Research will soon be presented that could bring a new age of photonic communication, with engineers reporting a way to print efficient quantum dot lasers on silicon.

Photonic devices such as quantum dot lasers convert light to electricity for an energy-efficient alternative to traditional copper networks for information transmission.

Unfortunately, such high-end devices have always been expensive.

Recently, research engineers have been trying to bring costs down by building quantum dot lasers directly on silicon substrates. This is because silicon is an extraordinarily common material in the microelectronics industry, and would make it easier and faster for new designs to reach the market.

Now, researchers from the University of California at Santa Barbara (UCSB) say they may have cracked it.

Although quantum dot lasers have been built on silicon before, their performance has not equalled that of quantum dot lasers on substrate platforms made of similar materials as the lasers themselves.

Graduate student Alan Liu and colleagues have demonstrated a new design for quantum dot lasers which not only is grown on silicon but performs as well as similar lasers on their native substrates. 

The team will discuss record-breaking results achieved new such lasers at this year's Optical Fibre Communication Conference and Exposition in San Francisco, hoping their work will be the next step towards large-scale photonic integration in a low-cost form.

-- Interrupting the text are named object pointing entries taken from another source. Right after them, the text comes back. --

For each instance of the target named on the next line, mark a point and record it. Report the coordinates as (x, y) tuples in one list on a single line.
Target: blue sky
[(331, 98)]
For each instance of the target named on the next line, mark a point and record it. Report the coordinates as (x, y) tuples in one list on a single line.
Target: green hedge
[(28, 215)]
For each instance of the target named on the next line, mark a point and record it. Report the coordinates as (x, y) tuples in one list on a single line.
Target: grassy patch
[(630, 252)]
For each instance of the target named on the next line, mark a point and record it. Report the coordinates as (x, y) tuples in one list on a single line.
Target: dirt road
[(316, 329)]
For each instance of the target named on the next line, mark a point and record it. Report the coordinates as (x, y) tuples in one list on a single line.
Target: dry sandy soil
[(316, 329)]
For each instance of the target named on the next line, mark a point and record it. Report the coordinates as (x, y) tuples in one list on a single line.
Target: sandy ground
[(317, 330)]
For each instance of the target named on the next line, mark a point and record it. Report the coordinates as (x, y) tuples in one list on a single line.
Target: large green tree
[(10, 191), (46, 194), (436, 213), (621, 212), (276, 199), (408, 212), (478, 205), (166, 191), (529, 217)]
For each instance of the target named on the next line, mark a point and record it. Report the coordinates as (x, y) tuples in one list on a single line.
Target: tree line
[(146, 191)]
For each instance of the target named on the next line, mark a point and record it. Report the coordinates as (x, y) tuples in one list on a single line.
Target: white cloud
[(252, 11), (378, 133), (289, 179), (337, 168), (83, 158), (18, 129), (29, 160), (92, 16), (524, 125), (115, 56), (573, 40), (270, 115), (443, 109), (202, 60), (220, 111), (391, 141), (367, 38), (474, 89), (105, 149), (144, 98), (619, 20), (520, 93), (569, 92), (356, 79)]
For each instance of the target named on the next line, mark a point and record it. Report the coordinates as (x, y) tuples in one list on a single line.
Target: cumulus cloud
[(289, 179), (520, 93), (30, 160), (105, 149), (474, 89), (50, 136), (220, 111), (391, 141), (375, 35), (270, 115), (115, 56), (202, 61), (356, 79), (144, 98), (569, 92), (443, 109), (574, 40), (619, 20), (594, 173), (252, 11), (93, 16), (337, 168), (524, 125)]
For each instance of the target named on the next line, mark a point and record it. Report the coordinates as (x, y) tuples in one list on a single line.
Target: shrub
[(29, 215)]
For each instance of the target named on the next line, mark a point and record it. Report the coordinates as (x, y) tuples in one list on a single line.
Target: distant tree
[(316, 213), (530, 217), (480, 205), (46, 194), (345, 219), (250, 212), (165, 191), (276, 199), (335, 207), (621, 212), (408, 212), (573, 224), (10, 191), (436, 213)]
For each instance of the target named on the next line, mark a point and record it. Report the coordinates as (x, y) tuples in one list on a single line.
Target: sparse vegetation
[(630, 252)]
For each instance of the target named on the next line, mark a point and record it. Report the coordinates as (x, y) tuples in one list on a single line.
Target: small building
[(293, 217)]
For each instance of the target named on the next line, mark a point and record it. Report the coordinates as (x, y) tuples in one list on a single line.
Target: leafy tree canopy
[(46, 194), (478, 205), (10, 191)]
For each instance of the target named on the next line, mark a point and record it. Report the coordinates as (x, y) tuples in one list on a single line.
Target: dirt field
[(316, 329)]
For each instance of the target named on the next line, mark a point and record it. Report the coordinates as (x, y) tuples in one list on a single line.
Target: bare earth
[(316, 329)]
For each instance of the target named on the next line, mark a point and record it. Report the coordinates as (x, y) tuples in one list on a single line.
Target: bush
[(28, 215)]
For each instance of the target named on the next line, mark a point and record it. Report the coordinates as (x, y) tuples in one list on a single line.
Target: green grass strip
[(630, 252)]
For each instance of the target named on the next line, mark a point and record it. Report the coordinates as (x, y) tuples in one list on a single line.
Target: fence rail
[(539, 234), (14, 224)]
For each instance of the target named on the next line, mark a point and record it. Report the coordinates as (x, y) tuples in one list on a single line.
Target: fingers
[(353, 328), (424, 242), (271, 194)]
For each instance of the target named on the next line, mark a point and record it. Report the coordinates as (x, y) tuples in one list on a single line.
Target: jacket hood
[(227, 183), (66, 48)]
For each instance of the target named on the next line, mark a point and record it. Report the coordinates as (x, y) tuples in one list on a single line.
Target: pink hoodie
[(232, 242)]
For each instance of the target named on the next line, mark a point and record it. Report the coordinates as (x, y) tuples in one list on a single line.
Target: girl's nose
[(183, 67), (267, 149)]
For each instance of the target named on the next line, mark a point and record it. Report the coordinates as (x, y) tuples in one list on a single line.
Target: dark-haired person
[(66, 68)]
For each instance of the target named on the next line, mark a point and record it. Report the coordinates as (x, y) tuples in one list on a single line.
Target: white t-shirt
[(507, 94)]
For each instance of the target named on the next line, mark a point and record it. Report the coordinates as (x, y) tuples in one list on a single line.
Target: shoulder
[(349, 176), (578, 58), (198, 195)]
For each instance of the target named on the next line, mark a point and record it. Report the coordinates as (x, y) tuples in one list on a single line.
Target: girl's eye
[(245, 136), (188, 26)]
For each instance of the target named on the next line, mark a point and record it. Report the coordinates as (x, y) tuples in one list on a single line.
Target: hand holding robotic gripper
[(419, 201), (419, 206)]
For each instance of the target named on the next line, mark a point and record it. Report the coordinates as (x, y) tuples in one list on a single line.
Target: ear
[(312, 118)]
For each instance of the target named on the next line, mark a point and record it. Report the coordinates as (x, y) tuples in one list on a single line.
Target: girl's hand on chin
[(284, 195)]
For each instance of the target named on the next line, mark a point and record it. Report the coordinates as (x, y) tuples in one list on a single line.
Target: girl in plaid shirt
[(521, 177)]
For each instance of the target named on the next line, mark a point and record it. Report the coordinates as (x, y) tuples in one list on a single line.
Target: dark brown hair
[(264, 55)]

Currently, ‘quantum well’ lasers are used for data transmission.

Quantum wells consist of nanometres-thick layers of light-emitting material sandwiched between materials that serve to guide both the electrical current as well as the light output.

A quantum dot laser is similar, but the sheets are replaced with many smaller dots, each a few nanometres high and tens of nanometres across. For perspective, 50 billion of them would fit onto one side of a five cent coin.

“Quantum wells are continuous in two dimensions, so imperfections in one part of the well can affect the entire layer. Quantum dots, however, are independent of each other, and as such they are less sensitive to the crystal imperfections resulting from the growth of laser material on silicon,” Liu said.

“Because of this, we can grow these lasers on larger and cheaper silicon substrates,” he said.

“Because of their small size they require less power to operate than quantum well lasers while outputting more light, so they would enable low-cost silicon photonics.”

The UCSB team has grown quantum dots directly on silicon substrates using a technique known as molecular beam epitaxy, or MBE (epitaxy is the process of growing one crystal on top of another, with the layout of the top layer determined by the one beneath it).

“MBE is the best method for creating high-quality quantum dots that are suitable for use in lasers” because “the entire laser can be grown continuously in a single run, which minimizes potential contamination.”

The MBE approach can also greatly reduce manufacturing costs.